Sin alzar las fronteras, sin elevar los muros que circundan nuestro jardín, caemos víctimas de invasores y cazadores furtivos que rodean "como leones rugientes" nuestra heredad.
Arte maravillosa y defensiva, harto necesaria en los días que corren. Porque el sitio o el asalto a nuestro alrededor es más tenaz y furioso que nunca.
Incluso dentro de monasterios, en los lugares de recogimiento, en retiros o en valles y montañas, llegan los gritos y las porfías de los merodeadores, generalmente todos armados de buenas razones y de excelentes títulos...
-¿Cómo, no te enteras?- oímos con frecuencia bajo una mirada de desprecio. O el dolor por un rechazo o una burla que el mundo propina según la ambición o el gusto del poder buscado.
No, no es posible caer sin más.
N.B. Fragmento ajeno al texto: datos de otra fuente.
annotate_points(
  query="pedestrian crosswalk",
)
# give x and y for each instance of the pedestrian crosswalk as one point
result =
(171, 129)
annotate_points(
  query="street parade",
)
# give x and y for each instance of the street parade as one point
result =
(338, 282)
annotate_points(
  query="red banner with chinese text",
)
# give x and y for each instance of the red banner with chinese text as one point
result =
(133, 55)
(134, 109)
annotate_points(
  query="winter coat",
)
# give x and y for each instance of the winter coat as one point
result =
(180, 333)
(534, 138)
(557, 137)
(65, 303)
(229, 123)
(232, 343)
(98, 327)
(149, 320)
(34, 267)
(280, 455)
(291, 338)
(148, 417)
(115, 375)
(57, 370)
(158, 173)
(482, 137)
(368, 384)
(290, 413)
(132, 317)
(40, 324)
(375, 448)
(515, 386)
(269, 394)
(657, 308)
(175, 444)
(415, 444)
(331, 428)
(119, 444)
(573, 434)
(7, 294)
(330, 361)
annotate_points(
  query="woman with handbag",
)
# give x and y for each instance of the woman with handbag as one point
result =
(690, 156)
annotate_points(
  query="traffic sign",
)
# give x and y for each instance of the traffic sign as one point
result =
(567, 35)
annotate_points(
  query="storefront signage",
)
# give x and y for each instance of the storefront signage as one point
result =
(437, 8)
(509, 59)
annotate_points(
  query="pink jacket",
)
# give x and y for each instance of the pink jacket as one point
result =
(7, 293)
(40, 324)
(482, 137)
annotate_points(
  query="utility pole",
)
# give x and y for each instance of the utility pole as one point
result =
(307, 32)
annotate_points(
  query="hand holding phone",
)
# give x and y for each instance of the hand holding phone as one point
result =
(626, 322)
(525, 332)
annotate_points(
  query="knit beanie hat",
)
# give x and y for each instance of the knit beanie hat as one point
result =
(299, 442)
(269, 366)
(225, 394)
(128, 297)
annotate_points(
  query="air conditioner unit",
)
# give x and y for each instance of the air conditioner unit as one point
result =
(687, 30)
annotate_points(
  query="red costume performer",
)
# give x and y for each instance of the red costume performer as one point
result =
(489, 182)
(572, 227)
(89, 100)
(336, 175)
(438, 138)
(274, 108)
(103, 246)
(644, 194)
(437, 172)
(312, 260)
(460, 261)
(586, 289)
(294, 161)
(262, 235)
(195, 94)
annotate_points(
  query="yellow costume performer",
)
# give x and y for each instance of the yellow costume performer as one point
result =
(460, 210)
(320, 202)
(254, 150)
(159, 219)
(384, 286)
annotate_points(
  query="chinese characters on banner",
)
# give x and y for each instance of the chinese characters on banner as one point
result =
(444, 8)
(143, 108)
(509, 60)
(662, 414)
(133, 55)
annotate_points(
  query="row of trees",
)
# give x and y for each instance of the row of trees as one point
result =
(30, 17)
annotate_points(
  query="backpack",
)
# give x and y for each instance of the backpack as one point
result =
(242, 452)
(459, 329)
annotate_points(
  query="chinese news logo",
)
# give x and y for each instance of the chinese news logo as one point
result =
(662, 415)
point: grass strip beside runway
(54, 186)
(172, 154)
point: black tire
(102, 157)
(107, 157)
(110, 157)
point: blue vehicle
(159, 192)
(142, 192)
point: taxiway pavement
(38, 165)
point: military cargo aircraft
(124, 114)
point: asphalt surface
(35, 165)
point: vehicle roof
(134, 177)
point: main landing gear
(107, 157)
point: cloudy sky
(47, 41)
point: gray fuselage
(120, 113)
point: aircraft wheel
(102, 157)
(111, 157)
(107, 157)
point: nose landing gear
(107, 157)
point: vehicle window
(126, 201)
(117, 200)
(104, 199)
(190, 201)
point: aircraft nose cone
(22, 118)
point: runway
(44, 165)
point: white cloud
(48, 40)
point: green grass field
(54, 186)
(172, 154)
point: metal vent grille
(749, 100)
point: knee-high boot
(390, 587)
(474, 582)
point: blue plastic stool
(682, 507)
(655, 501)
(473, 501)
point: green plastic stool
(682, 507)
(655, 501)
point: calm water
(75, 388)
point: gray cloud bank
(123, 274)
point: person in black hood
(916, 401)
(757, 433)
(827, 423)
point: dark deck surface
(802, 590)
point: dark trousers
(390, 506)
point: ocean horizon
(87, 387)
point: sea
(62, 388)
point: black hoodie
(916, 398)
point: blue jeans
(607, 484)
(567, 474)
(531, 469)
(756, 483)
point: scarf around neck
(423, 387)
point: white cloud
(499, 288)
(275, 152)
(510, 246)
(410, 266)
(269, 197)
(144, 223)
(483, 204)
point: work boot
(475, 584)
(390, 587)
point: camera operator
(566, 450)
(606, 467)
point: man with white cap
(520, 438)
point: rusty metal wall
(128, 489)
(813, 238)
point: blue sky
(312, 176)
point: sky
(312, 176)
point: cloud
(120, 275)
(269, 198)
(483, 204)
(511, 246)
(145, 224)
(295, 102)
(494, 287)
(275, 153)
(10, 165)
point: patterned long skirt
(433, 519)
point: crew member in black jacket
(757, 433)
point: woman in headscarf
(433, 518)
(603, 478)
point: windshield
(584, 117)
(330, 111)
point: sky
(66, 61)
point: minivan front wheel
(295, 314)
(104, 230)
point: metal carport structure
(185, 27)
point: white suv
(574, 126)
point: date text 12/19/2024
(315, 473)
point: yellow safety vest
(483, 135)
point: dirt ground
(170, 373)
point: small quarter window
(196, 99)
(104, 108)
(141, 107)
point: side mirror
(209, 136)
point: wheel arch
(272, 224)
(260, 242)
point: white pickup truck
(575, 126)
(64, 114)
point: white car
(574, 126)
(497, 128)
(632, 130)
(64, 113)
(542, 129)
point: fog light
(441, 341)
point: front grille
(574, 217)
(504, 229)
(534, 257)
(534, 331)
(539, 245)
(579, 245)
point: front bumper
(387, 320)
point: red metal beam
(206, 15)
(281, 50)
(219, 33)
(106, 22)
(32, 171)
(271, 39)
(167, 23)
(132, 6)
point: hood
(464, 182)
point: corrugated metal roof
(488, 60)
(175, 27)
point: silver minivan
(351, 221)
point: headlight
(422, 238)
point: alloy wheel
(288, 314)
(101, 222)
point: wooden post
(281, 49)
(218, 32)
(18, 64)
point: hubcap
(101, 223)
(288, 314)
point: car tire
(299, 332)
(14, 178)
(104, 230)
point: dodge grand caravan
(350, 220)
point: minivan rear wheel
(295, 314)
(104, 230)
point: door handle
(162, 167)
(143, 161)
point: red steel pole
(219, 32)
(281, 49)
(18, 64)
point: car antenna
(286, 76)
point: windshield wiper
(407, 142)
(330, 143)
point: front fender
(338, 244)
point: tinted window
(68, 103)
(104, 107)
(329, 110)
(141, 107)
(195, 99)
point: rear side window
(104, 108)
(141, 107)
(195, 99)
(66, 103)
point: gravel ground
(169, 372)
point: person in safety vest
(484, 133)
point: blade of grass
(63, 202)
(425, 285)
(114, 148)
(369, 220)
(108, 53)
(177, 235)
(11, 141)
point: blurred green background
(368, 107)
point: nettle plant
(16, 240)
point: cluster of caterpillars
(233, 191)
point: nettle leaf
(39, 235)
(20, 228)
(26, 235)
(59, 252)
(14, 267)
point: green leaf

Lo propio del fuerte es resistir, saber resistir con las armas de la Gracia y de la experiencia, para que su ámbito no sea ultrajado por estilos o maneras a la moda...
Nada ni nadie puede violar la soledad... ¿Hay, acaso, mayor fuerza que la mirada de Cristo Jesús elevada al Padre en la Pasión? ¡Mirada transparente, absolutamente sincera, en abandono ejemplar!
Los muros del jardín se elevan en la misma medida en que nos desprendemos o desapegamos y dejamos correr o pasar lo que ni es ni cuenta. Pero aún cuando quedáramos empeñados, por caridad, en tantas ocasiones, la soledad interior es inviolable como es inefable la mirada de Dios.